In the very dark and ultraviolent world created by author Cormac McCarthy, you’d figure that No Country would end in a shoot-out, or some manner of stand-off. Instead, after the dust has settled and the blood has dried, our ‘heroic’ Sherriff (Tommy Lee Jones), now retired, tells his wife about two dreams, each involving his late father. One centers on some missing money (how apropos). The other involves a snowy mountainside, a fire horn, and the knowledge that everything will be fine. After a narrative that illustrates man’s anger and greed against his fellow man, such a finessed finale comes as a welcome, if enigmatic, relief.
5 – 1
All throughout this tale of a local car salesman (William H. Macy) trying to stage a fake kidnapping (he needs to ransom money to pay off the money he’s been embezzling) and the local cop (Frances McDormand) investigating the quasi-crime, there’s a backstory involving said pregnant policewoman and her husband’s artwork. Seems he’s entered one of his duck paintings into a competition for placement on an USPS stamp. Finally, after all the loose ends of the primary case have been wrapped up and the bad guys captured, our happy couple discuss the results of the contest. After the spectacle before, it’s a tiny and telling victory.
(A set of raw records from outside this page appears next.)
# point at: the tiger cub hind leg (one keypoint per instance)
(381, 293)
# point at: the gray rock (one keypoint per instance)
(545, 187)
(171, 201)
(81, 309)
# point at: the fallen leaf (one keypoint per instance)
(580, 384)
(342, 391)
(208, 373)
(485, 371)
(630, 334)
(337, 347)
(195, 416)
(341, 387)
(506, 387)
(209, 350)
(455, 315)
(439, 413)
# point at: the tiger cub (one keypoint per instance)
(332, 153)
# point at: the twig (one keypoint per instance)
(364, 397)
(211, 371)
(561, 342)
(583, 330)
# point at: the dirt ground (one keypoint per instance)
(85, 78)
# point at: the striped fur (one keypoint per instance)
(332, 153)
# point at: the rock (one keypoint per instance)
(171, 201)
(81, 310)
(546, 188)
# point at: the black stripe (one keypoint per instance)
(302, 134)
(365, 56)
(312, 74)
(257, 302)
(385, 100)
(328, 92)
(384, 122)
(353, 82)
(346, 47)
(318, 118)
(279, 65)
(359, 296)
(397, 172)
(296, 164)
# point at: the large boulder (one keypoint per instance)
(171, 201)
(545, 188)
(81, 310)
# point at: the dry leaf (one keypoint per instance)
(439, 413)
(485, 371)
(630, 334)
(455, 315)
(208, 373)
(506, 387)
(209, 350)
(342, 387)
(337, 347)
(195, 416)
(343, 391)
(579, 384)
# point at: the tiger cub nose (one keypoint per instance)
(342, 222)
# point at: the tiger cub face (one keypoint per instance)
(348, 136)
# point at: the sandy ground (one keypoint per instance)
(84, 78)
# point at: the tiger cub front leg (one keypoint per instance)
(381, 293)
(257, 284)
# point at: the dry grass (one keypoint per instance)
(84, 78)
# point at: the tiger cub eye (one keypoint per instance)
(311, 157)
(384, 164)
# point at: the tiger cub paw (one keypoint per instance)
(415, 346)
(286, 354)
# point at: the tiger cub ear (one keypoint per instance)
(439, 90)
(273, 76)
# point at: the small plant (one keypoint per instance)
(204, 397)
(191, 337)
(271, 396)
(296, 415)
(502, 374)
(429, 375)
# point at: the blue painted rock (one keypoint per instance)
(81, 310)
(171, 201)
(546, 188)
We’ve been rooting for outlaw turned ‘good guy’ H.I. McDunnough (Nicolas Cage) ever since he proposed to his policewoman bride (Holly Hunter) and set up housekeeping in a trailer somewhere in the Southwest. Even when they kidnapped a baby from unpainted furniture magnate Nathan Arizona (Trey Wilson), we want him to have the happy home life his actions constantly try to create. Finally, in a sensational voiceover, H.I. dreams of a future “where all parents are strong and wise and capable, and all children are happy and beloved.” His final words let us know that, through it all, our hero should be all right.
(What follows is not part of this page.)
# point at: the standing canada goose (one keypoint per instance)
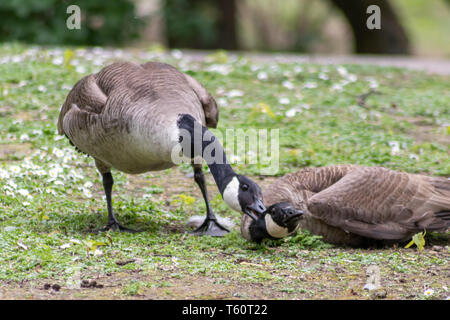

For the struggling New York writer of the title, his time in LA has been like landing on an alien planet. Between insane studio execs and worn out producers, not to mention the insurance salesman/serial killer in the hotel room next to his, California offers none of the sunny serenity suggested in the painting adorning Barton’s squalid living space. Once he’s been through the entertainment version of Hell, losing his livelihood but, perhaps, regaining his soul, he heads out to the beach with a defeated look on his face and something…unidentified…in a box he is carrying. There, his vision of the West Coast finally comes “to life.”
As the mastermind behind one of the greatest intra-mobster cons of all time, Tom Reagan (Gabriel Byrne) has every right to be arrogant. He’s managed defeat the interloper, both anger and endear himself to former boss Leo O’Bannon (Albert Finney) with his intricate plot, and he’s even made the woman he loved (Marcia Gay Harden) expose her true colors. Now, everything can go back to normal, right? Well, not in Tom’s head. As a matter of fact, as Leo heads off with his former fling, Tom stands alone in a wooded glen and then does something so…ambiguous that fans of the film are still debating it to this day.
As a test of faith, physics professor Larry Gopnik is truly tormented by his Creator. He has to put up with a sick brother, an unfaithful wife, and two clueless kids. At work, he believes a student is cheating and wants to make sure this fact won’t affect his desire for tenure. Constantly seeking guidance from his lawyer and his rabbis, Larry learns to weather the storm and always “do the right thing.” Just as it seems he will get everything he wants, our hero questions his God and does something slightly immoral. Soon, the doctor is on the phone with some awful medical news…and a tornado is bearing down on his pot-smoking son’s school. Talk about Old Testament justice!